Identify the target. Decide which variable you are solving for. Everything else is treated as a known constant for now.
Ask what's attached, and how. Is the target added to something? Multiplied? Inside parentheses? Under a square? In a denominator?
Undo, outermost operation first. Reverse each attachment with its inverse, working from the outside in — the same reverse-order logic that drives solving any equation.
If the target appears more than once, gather it. Move all terms containing the target to one side and factor it out, so it appears exactly once.
Isolate. Divide by whatever multiplies the target. State any restriction (you cannot divide by an expression that could be zero).
That fourth step is the one that makes literal equations feel harder than they are — and it is just the distributive property read backwards.
Examples of Literal Equations
Six rearrangements, building from a one-step formula to a target that appears twice. Watch how the method never changes — only the bookkeeping grows.
Example 1
Solve $A = lw$ for $w$.
The target $w$ is multiplied by $l$. Undo the multiplication — divide both sides by $l$:
$$\frac{A}{l} = w$$
Final answer: $w = \dfrac{A}{l}$, with $l \neq 0$. One variable became the subject; the rest came along as an expression.
Example 2
Solve $2x + 3y = 12$ for $y$, with a tempting shortcut shown first.
Wrong attempt. It feels efficient to divide the whole equation by 3 right away to "get at" $y$: $\tfrac{2x}{3} + y = 4$. That isn't wrong arithmetic, but a student often writes the next line as $y = 4 - \tfrac{2x}{3}$ and stops — having divided $12$ by $3$ correctly but mishandled the $2x$ term along the way in a hurry, landing on $y = 4 - 2x$.
Why it breaks. Dividing every term by 3 must divide the $2x$ term too: $\tfrac{2x}{3}$, not $2x$. Skipping that is the same trap as dropping a coefficient.
The clean route. Undo the constant term first. Subtract $2x$ from both sides:
$$3y = 12 - 2x$$
Now divide every term by 3:
$$y = \frac{12 - 2x}{3} = 4 - \frac{2x}{3}$$
Final answer: $y = \dfrac{12 - 2x}{3}$. Moving the $x$-term off first kept the division to a single, clean step.
Example 3
Solve $v = \dfrac{d}{t}$ for $t$.
The target $t$ is in the denominator. First clear it — multiply both sides by $t$:
$$vt = d$$
Now $t$ is multiplied by $v$. Divide both sides by $v$:
$$t = \frac{d}{v}$$
Final answer: $t = \dfrac{d}{v}$, with $v \neq 0$. A variable in the denominator always comes up to the top first.
Example 4
Solve $A = \tfrac{1}{2}bh$ for $h$.
The target $h$ is multiplied by both $\tfrac12$ and $b$. Clear the fraction — multiply both sides by 2:
$$2A = bh$$
Divide both sides by $b$:
$$h = \frac{2A}{b}$$
Final answer: $h = \dfrac{2A}{b}$, with $b \neq 0$. This is the triangle-area formula rearranged to find a height from a known area and base.
Example 5
Solve $C = \tfrac{5}{9}(F - 32)$ for $F$.
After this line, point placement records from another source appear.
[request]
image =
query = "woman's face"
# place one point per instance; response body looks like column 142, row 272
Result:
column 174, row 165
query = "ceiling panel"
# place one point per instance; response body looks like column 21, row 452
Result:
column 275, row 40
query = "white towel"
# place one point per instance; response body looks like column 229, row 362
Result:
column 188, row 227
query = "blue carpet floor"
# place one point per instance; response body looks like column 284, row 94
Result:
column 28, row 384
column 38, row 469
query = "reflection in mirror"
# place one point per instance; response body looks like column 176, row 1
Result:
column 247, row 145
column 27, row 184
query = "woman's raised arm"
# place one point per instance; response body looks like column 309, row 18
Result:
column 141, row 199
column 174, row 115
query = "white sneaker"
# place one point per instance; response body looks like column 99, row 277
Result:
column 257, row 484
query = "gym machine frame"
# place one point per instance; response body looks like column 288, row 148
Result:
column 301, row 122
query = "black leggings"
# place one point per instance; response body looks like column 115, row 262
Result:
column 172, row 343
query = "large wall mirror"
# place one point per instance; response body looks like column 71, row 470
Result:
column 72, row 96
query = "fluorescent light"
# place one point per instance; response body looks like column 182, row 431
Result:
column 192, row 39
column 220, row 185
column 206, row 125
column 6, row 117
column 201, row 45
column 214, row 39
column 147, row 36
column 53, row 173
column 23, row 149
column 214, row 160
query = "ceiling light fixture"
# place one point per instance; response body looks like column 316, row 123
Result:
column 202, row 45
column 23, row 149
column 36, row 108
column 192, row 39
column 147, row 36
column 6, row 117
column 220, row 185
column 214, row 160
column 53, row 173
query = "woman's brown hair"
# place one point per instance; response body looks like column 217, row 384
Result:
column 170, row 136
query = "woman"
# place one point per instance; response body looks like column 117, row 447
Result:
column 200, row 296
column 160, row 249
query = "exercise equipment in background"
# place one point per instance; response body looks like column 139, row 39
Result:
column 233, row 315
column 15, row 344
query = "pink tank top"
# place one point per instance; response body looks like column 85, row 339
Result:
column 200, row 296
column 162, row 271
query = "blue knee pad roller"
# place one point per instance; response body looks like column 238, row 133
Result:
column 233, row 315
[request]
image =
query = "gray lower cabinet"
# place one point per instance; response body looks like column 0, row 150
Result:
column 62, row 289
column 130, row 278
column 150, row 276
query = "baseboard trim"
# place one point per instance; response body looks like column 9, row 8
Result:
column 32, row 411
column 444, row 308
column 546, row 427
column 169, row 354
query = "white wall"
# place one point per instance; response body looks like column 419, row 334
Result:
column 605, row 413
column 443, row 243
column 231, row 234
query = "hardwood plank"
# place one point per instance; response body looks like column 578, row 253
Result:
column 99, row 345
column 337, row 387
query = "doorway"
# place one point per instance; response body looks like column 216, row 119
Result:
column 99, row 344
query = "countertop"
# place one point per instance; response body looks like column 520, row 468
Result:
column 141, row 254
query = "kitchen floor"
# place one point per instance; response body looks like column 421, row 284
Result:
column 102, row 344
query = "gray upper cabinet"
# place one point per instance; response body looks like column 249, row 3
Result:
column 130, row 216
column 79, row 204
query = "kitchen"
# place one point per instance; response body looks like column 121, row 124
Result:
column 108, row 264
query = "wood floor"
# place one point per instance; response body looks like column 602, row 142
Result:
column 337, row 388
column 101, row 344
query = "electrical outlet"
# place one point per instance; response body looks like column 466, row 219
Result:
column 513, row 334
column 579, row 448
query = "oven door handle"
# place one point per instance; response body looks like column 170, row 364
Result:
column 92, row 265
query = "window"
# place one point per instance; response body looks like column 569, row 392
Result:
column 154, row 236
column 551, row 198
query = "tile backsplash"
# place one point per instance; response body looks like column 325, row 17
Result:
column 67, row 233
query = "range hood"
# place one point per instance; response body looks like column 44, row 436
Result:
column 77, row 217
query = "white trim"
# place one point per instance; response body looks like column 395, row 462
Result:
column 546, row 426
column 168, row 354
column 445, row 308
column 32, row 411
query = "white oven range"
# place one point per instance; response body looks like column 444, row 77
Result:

The target $F$ is locked inside parentheses, multiplied by $\tfrac59$. Undo the outermost operation first — multiply both sides by $\tfrac95$:
$$\frac{9}{5}C = F - 32$$
Add 32 to both sides:
$$F = \frac{9}{5}C + 32$$
Final answer: $F = \tfrac{9}{5}C + 32$ — the Celsius-to-Fahrenheit conversion, recovered by reversing the operations from the outside in.
Example 6
Solve $S = 2\pi r(r + h)$ for $h$.
This is the surface-area formula of a cylinder. The target $h$ sits inside the parentheses. Expand first so $h$ stands alone, rather than wrestling the whole bracket:
$$S = 2\pi r^2 + 2\pi r h$$
Subtract $2\pi r^2$ from both sides:
$$S - 2\pi r^2 = 2\pi r h$$
Divide both sides by $2\pi r$:
$$h = \frac{S - 2\pi r^2}{2\pi r}$$
Final answer: $h = \dfrac{S - 2\pi r^2}{2\pi r}$, with $r \neq 0$. When the target is buried in a product with other copies of a variable, expanding first keeps the steps honest.
Why Rearranging Formulas Matters
A formula you can only run forwards is half a tool. Literal equations are what make a single formula answer every question it contains.
One formula, every unknown. $d = rt$ becomes $r = \tfrac{d}{t}$ for a speed problem and $t = \tfrac{d}{r}$ for a time problem. You memorise one relationship and solve in any direction.
Science and engineering run on it. Physics derivations, chemistry's ideal gas law $PV = nRT$ solved for any of its five letters, electronics' $V = IR$ solved for current — each is a literal-equation rearrangement before a single number is plugged in.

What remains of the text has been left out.